A View Askew: Indie Cinema in the 90’s

The so-called “Cinema of Cool” started with a handful of young American filmmakers in the late 1980’s and early 1990’s. These filmmakers were born out of the post-modern media landscape of changing views towards cinema production and distribution. These filmmakers were all inspiring each other and pushing the genre of “indie” into a more sophisticated realm. In 1991, Richard Linklater made Slacker in his hometown in Texas for a minimal budget of $23,000. Linklater was able to achieve critical success through a uniquely independent feature film opening a new door for the potential of indie filmmaking.

Kevin Smith, a film buff and comic-book nerd from Red Bank, New Jersey, was experiencing this filmic progression as a passive bystander, but longed to be a part of this new indie auteur movement. In an interview with Robert K. Elder in the Chicago Review Press, Smith credits Linklater with giving him the inspiration to be a filmmaker.

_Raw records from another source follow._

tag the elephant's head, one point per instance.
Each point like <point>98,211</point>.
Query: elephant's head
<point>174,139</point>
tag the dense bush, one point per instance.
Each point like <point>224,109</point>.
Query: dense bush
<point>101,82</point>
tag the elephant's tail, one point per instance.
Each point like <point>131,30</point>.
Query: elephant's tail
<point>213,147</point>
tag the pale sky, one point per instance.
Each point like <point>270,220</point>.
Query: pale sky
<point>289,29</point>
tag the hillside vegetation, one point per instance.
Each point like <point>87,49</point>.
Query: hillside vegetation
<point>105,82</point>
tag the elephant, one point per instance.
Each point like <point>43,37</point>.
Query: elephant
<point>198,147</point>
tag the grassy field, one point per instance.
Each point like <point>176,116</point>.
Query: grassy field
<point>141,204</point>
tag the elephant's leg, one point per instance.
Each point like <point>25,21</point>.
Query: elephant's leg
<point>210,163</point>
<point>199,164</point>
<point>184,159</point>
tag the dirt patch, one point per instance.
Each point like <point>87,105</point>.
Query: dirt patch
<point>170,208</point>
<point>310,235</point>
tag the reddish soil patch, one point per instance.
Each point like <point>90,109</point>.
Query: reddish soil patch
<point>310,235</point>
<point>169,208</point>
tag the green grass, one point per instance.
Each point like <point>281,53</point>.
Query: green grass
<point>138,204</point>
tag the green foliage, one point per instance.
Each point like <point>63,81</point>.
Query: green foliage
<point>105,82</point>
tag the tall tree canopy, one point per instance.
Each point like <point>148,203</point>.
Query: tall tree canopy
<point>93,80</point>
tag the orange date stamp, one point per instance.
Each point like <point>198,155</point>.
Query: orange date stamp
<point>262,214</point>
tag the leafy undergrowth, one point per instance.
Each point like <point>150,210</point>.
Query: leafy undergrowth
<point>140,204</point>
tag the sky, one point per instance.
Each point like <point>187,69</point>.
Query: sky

 It was the movie that got me off my ass; it was the movie that lit a fire under me, the movie that made me think, “Hey, I could be a filmmaker.” And I had never seen a movie like that before ever in my life.  – Kevin Smith

The Weinstein Brothers over at the independent Miramax film studio were fledgling with mild success in the ten years since it’s creation in 1979. Their stride really came with their embrace of this new youth cinema. In 1989, they released sex, lies and videotape, written and directed by Steven Soderbergh. Soderbergh’s film went on to beat out Saving Private Ryan for the Palm D’or at Cannes in 1989. While this brought attention to the relatively new studio and the brothers Weinstein, I would like to argue that the most important year for the development of Miramax and their contribution to the indie cinema was 1994, with the release of Pulp Fiction and Clerks. 

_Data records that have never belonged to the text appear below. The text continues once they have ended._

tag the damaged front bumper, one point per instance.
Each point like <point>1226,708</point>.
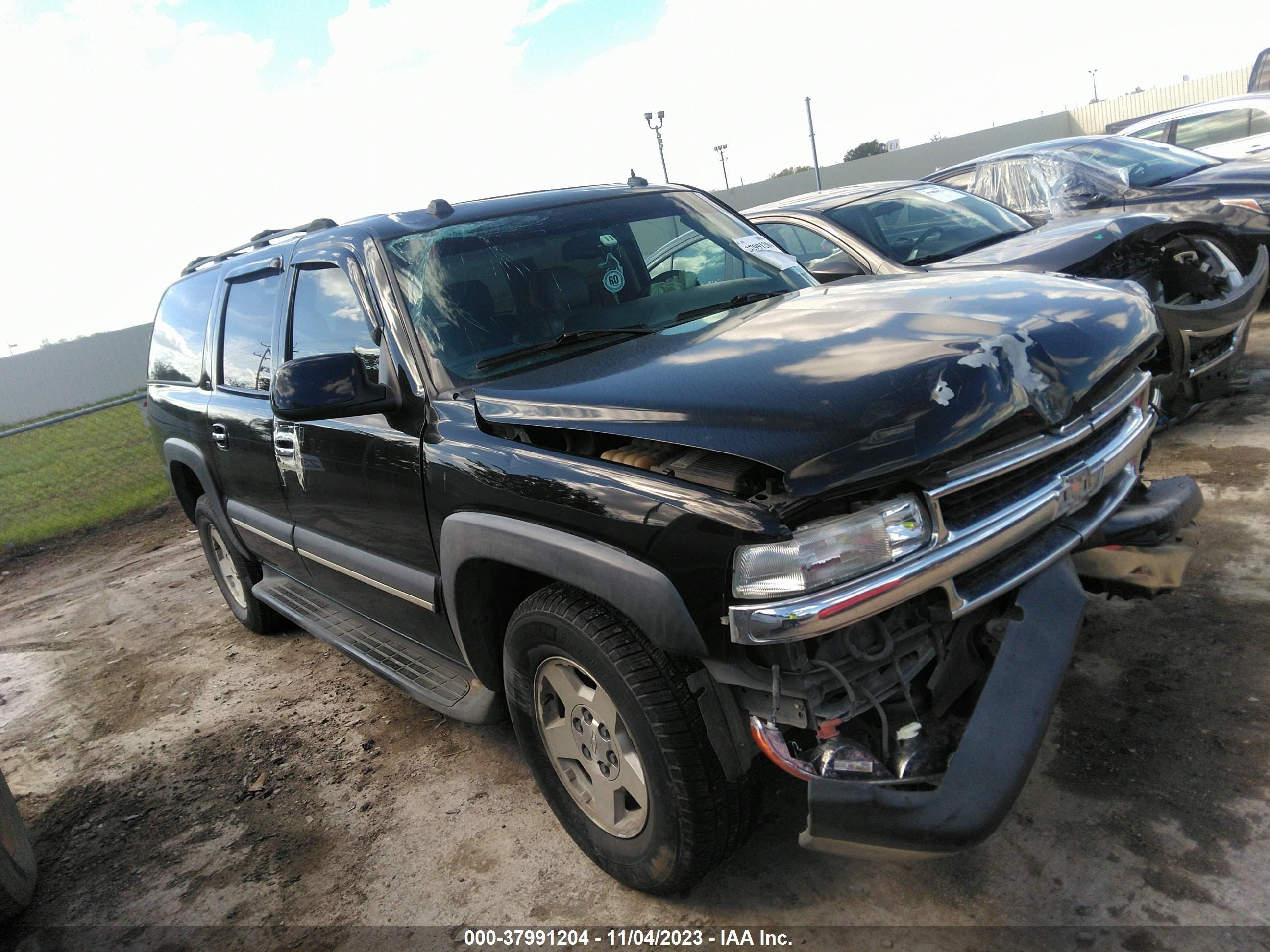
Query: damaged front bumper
<point>994,760</point>
<point>1002,738</point>
<point>1207,339</point>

While Pulp Fiction is one of my favorite films of all time, I’m going to focus more on Clerks for this argument. Smith’s freshman effort was made for an uber minimal budget of just under $28,000, slightly more than the Linklater film that inspired him two years earlier. Adopting a sort-of DIY auteuristic approach to filmmaking, Smith made the film over the course of several weeks mostly shooting at night in the convenient store where he worked during the day. He cast friends and friends of friends to be in the movie, even appearing himself as “Silent Bob”. The film premiered at Sundance in 1994, and in addition to recieving the Filmmakers Prize, caught in the eye of Harvey Weinstein, who subsequently picked up the film for distribution.

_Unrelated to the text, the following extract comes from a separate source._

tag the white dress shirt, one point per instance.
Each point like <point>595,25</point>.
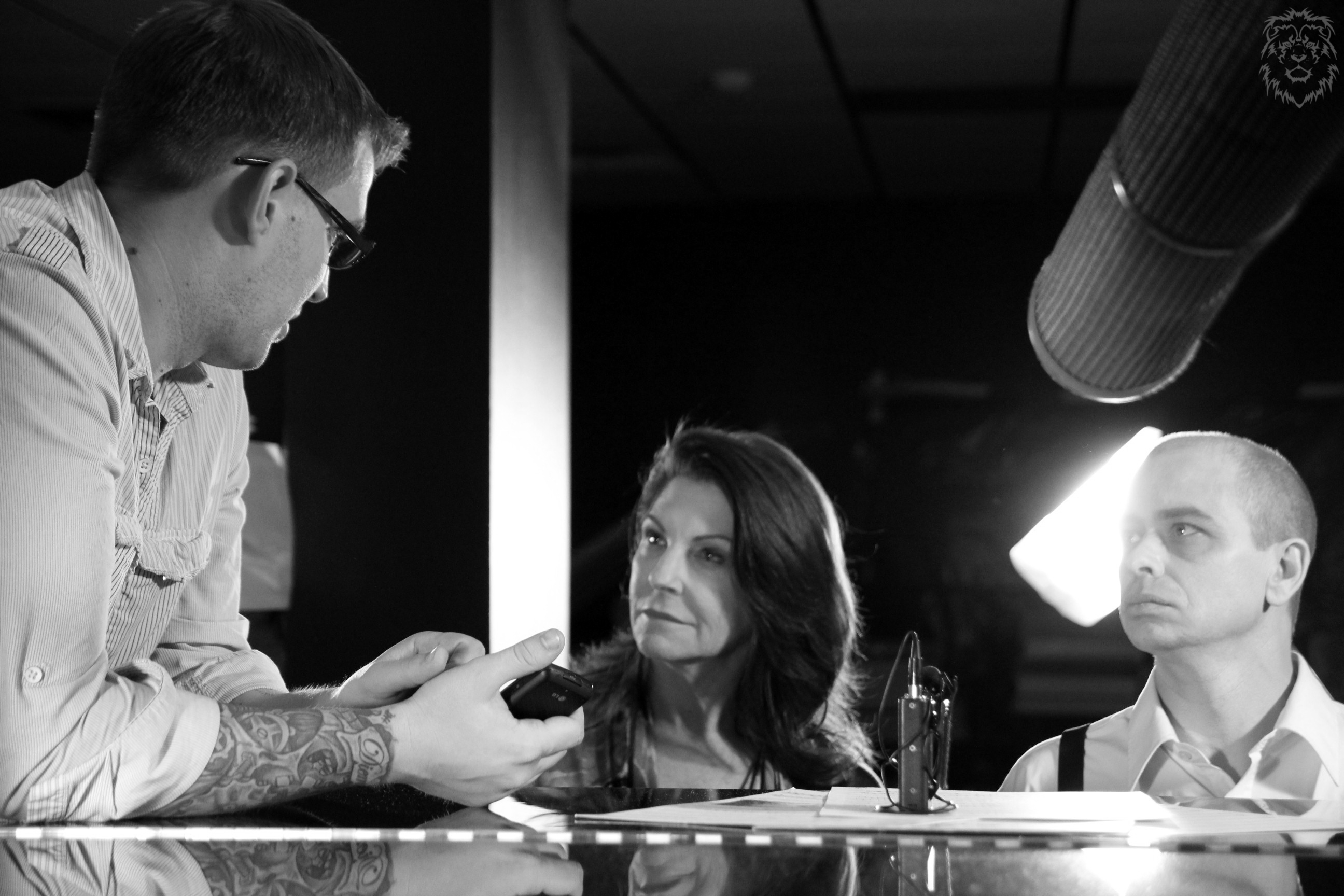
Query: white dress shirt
<point>1138,749</point>
<point>120,517</point>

Smith’s filmmaking style is indicative of this new school of film; crude, irreverent, yet imbued with a post-modern approach to the classical mode of filmmaking. Smith, Soderbergh, and Linklater weren’t film school kids, they just jumped right into the medium after being passionate passive viewers. This is an important distinction from previous generations of filmmakers, who had a greater classical educational understanding of the machinations of the film system and film theory. These auteurs were able to express a new opinion in a classic format through the burgeoning 90’s independent film scene propelled by studios like Miramax.